Database Matching Under Adversarial Column Deletions

The de-anonymization of users from anonymized microdata through matching or aligning with publicly-available correlated databases has been of scientific interest recently. While most of the rigorous analyses of database matching have focused on random-distortion models, the adversarial-distortion models have been wanting in the relevant literature. In this work, motivated by synchronization errors in the sampling of time-indexed microdata, matching (alignment) of random databases under adversarial column deletions is investigated. It is assumed that a constrained adversary, which observes the anonymized database, can delete up to a $\delta$ fraction of the columns (attributes) to hinder matching and preserve privacy. Column histograms of the two databases are utilized as permutation-invariant features to detect the column deletion pattern chosen by the adversary. The detection of the column deletion pattern is then followed by an exact row (user) matching scheme. The worst-case analysis of this two-phase scheme yields a sufficient condition for the successful matching of the two databases, under the near-perfect recovery condition. A more detailed investigation of the error probability leads to a tight necessary condition on the database growth rate, and in turn, to a single-letter characterization of the adversarial matching capacity. This adversarial matching capacity is shown to be significantly lower than the random matching capacity, where the column deletions occur randomly. Overall, our results analytically demonstrate the privacy-wise advantages of adversarial mechanisms over random ones during the publication of anonymized time-indexed data.

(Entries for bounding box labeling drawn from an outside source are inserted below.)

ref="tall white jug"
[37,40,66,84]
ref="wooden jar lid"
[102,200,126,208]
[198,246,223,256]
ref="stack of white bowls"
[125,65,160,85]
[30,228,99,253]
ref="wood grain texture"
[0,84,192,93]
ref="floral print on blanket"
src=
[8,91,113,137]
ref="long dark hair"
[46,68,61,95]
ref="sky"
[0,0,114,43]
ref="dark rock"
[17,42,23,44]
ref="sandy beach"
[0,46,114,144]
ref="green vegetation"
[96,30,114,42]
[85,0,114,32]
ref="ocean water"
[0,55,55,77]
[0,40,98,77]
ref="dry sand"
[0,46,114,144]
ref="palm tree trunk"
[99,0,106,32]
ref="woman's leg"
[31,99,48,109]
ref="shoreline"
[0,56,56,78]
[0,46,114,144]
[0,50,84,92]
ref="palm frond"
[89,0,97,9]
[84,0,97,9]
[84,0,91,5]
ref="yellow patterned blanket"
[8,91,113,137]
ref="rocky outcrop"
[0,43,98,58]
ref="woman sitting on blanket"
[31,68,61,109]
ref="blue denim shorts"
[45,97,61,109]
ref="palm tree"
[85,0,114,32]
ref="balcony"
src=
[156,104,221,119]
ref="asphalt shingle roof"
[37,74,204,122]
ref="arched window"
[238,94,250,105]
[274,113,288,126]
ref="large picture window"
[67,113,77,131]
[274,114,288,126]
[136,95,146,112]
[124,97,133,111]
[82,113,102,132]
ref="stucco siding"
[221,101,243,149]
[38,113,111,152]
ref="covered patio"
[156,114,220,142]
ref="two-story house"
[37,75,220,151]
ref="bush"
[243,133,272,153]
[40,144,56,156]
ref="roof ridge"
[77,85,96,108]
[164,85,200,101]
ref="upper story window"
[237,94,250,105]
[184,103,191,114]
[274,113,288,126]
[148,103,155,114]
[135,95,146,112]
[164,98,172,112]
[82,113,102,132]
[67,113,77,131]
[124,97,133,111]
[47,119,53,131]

翻译：从匿名化微观数据中通过匹配或对齐公开可获取的相关数据库来去匿名化用户，近年引起科学界关注。尽管大多数数据库匹配的严格分析均聚焦于随机失真模型，但相关文献中对抗性失真模型的研究仍显不足。本文受时间索引微观数据采样过程中同步误差的启发，研究了对抗性列删除下随机数据库的匹配（对齐）问题。我们假设一个可观测匿名化数据库的受限对手，能够删除最多$\delta$比例的列（属性）以阻碍匹配并保护隐私。利用两个数据库的列直方图作为排列不变特征，检测对手选择的列删除模式。列删除模式检测后，再执行精确的行（用户）匹配方案。该两阶段方案在最坏情况下的分析，得出了在近完美恢复条件下成功匹配两个数据库的充分条件。对错误概率的进一步详细研究，导出了数据库增长率的紧致必要条件，进而得到对抗性匹配容量的单字母刻画。该对抗性匹配容量明显低于列随机删除时的随机匹配容量。总体而言，我们的结果从理论上证明了在匿名化时间索引数据发布过程中，对抗性机制相较于随机机制具有隐私保护优势。